Part of Cabaret’s staying power is its theatrical permutability, a rare quality in a musical. Each new Hello, Dolly! looks pretty much like the last one—but every generation reinvents Cabaret along strikingly new lines. Harold Prince’s original defined the show as radical in 1966; six years later, Bob Fosse rebuilt it for his hit movie adaptation. 

Mendes and Marshall infuse their stage version with some of Fosse’s in-your-face sexuality, but they take it even further. This Cabaret is louche, edgy, pansexual. As seen at the Academy, seventeen years after this production’s premiere, it has only grown more extreme. (Cabaret was never exactly family-friendly, but this time, it’s most emphatically not for kids.)

Joey Khoury, Jon Peterson, and Chelsey Clark in the 2017 National Touring production of Roundabout Theatre Company's CABARET. (Photo by Joan Marcus)

Joey Khoury, Jon Peterson, and Chelsey Clark in Cabaret. (Photo by Joan Marcus)

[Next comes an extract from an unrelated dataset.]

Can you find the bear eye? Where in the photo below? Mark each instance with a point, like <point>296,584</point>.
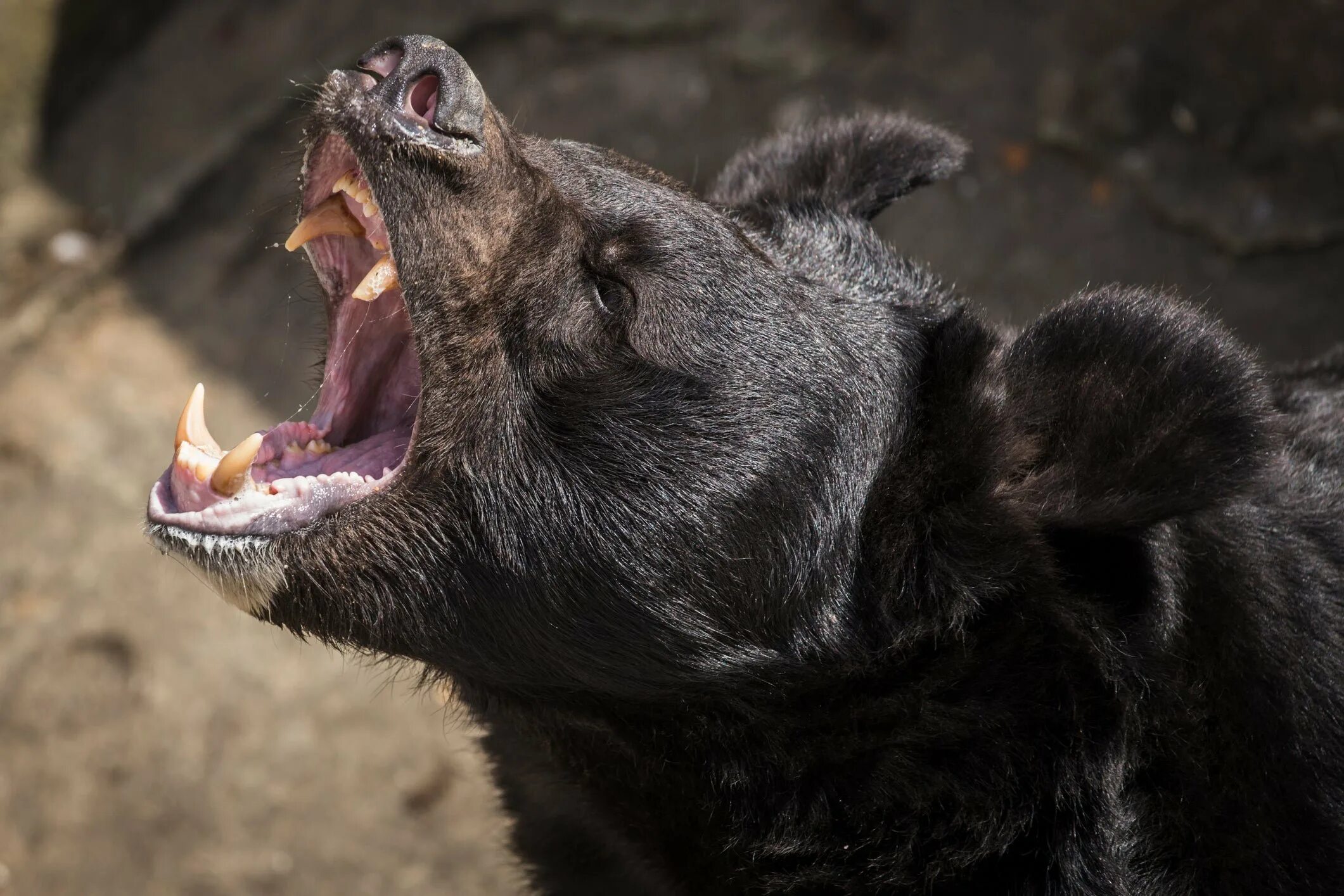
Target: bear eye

I mean that in a positive sense. Mendes-Marshall’s Cabaret is a brilliant piece of theater, and it looks as good as ever here—in fact, I’ve seen the staging three times over the years (once on Broadway, twice on tour), and what I saw at the Academy last night strikes me as perhaps the most vividly acted of all. Sometimes, tours look tired or skimpy, but not this one—everything is in tip-top shape, from the onstage full orchestra, to Leigh Ann Larkin’s driven, hard-as-nails Sally Bowles.

My reservations have more to do with the concept. I’m sure Mendes and Marshall thought this grittier Cabaret would add immediacy and resonance to the central theme of political culpability. But to me, it paradoxically makes it easier to dismiss. Seen here, the decision to join the Nazis looks like the last gasp of desperate outsiders; whereas the respectability of Harold Prince’s original—steeped in a kind of shabby but genteel middle-class-ness—was ultimately far more jolting… and more accurate.

Still, in any form, Cabaret remains one of the supreme classic pieces of musical theater; more than that, it’s ever-modern, and the punchy stagecraft seen here makes that point dazzlingly.